The beast

43 4 7
                                    

Toda a atmosfera sufocada e apertada do trem onde muitos judeus estavam me deixava em pânico, o ambiente escuro e desajustado para inúmeras pessoas era assustador, todo o barulho de choro e de pessoas tentando acalmar umas às outras me deixa desnorteada. Procurei fixar meu olhar nas frestas de luz que passava através das paredes do trem em movimento, sentir minhas pernas dormentes e enfraquecidas com todo o aperto e as horas de viagem era algo atormentador.

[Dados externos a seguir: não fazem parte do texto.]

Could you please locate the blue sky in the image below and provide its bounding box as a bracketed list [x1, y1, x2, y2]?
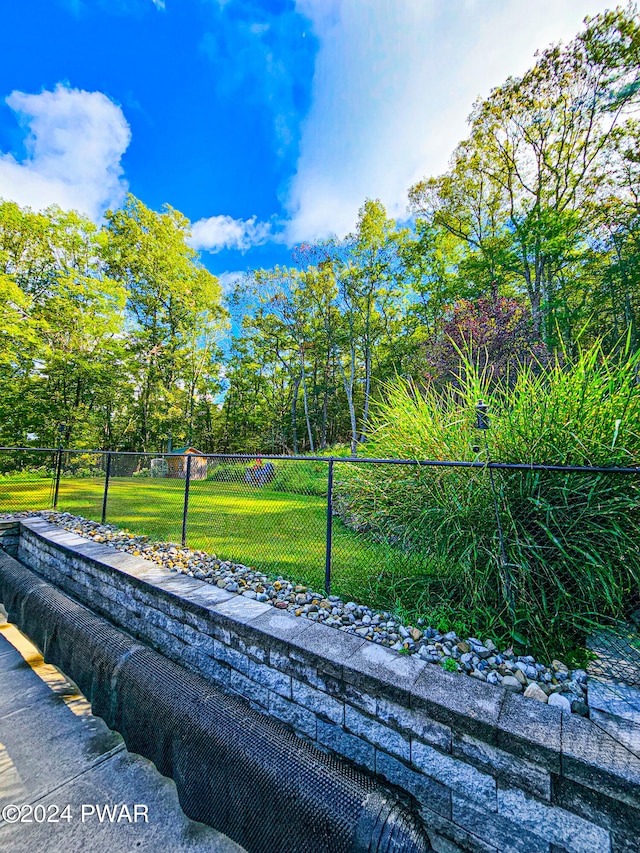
[0, 0, 615, 281]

Quando por fim chegamos ao local, as portas de abriram, fazendo-me fechar os olhos de forma automática com a incomodação que a luz me causava. Vi alguns soldados nazistas puxarem as pessoas dos vagões e logo seria minha vez, algumas mulheres choravam por terem sido separadas de seus maridos e filhos, eu não sabia exatamente o que sentir. Havia um misto de emoções indecifráveis dentro de mim, acabei de perder meus únicos bens preciosos: meu pai e minha mãe. Os porcos nazistas invadiram nossa casa e arrancaram de mim qualquer resquício de liberdade em ser judia que ainda existia, e em minha família. Éramos perseguidos diariamente, a biblioteca da família havia sido fechada por leis alemãs, muitos nazistas destruíram o local de trabalho da minha família com insultos aos judeus.

Enfim chegou minha vez de descer do vagão de trem, um soldado nazista me olhou com desdém e fez questão de me empurrar de cima do vagão -obviamente eu teria capacidade de descer sozinha- sua expressão séria e monstruosa era intimidadora, mas eu só consegui soltar um leve gemido com a dor das pedras em meus joelhos, mordi meu lábio inferior na intenção de cessar a dor e decidi levantar-me para não demonstrar fraqueza aos porcos. Levantei e endireitei minha postura, tratei logo de me encaixar na enorme fileira de mulheres que havia ali, penso no quanto sofrimento cada uma carrega, penso no tamanho da dor que há em seus corações, franzi minhas sobrancelhas e acabei por segurar as lágrimas que ousavam em encher meus olhos.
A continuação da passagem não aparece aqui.